Müslümanın Kazancında Harama Yer Olamaz

Ramazan ayı İslam’ın beş şartını yerine getirmede Müslümanı uyanık tutan bir aydır. 
İslâm’ın beş temel şartı, bunları her Müslüman bilmektedir. Ne var ki bunları yerine getirmek sorumluluğunu müdrik midir? Sorgulanması gerekir. İsterseniz bunlara bir bakalım.
Savm, Salât, Hac, Zekât ve Kelime-i Şahâdet getirmektir.
İslamın şartlarını yerine getirmek için bir müslümanın akıl baliğ olması gerekir. Yani aklî melekeleri yerinde, ergenlik çağına gelmiş, normal düşünme durumunda olması lazımdır. Biz buna kârını, zararını ayırd edebilen birisi deriz.
Bizim ibadet etmemiz, bize verilen nimetlerin karşılığında şükürde bulunmamız, bizim asli görevimizdir. Yokluk aleminden varlık alemine gönderildik. Varlıklar içerisinde insan olarak yaratıldık. Allah bize İslamiyeti seçecek aklı verdi ve nasip de etti.
Varlıkların hepsi ibadet içerisinde olduğu ve hatta bizim zahiren bakışımızda taş olarak gördüğümüz ve mikroskopik kesitini aldığımızda o taşın içerisindeki intizamı, güzelliği, atomlar arasındaki hareketi gördüğüm zaman, onunda kendine göre bir ibadet içerisinde olduğunu anlarız.

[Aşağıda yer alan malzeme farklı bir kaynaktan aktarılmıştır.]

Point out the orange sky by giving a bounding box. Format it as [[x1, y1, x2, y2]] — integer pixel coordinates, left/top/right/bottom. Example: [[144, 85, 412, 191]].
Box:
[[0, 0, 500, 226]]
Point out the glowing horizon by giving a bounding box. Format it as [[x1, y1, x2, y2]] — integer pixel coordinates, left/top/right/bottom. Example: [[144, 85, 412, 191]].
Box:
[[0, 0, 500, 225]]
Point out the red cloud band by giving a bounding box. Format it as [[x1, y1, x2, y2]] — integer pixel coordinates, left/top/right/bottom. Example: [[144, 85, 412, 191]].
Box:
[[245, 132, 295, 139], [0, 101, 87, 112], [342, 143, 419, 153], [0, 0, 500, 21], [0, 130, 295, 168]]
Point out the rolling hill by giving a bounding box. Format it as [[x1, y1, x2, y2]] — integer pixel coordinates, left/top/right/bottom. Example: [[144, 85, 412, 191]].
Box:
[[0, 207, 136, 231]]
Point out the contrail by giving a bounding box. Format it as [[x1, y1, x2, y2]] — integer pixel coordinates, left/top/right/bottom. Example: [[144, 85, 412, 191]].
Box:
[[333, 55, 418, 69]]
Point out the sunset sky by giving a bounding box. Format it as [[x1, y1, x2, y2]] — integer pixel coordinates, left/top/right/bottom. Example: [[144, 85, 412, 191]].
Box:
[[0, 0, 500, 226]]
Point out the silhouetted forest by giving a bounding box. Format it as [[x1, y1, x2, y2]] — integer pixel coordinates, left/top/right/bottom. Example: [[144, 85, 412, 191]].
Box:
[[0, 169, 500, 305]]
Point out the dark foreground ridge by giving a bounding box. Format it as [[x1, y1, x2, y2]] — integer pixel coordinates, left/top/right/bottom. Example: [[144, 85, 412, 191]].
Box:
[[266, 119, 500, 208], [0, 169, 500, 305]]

Bitkiler alemi sürekli ayakta yani kıyamda yaratan Rabb’imize ibadet ederken, hayvanlar alemi sürekli rükuda yaratanımıza ibadet ederken, cemadat alemi yani taş ve topraklar sürekli secdede bizi var edene ibadeti ederken; bütün yaratıkların ibadetlerinin hepsini kendinde gösterme yeteneğinde yaratılan insan, nasıl ibadet etmez.
Dolayısı ile yaptığımız ibadeti ebedi hayatı kazanmak ve cenneti talep etmek için yapmaya hakkımız yoktur. Belki ibadetimizi şu anda içerisinde bulunmuş olduğumuz bize verilen nimetlere şükür borcunu eda etmek için yapmakla mükellefiz.

“İcad (yoktan var etme), inşa (bir araya getirip yaratma)  veya başka bir kelimeye tercihan yaratılışın güzel şeklini ifade eden “halk” tabiri, insanlardaki istidadın (yeteneklerin) sedad (doğruluk) ve istikametçe ibadete elverişli olduğuna işarettir. Ve keza ibadet, yaratılışın ücreti ve neticesidir. Bu itibarla sevab, ibadetin ücreti olmayıp, ancak Cenab-ı Hakk'ın kereminden olduğuna işarettir.”(İşârât-ül İ'caz)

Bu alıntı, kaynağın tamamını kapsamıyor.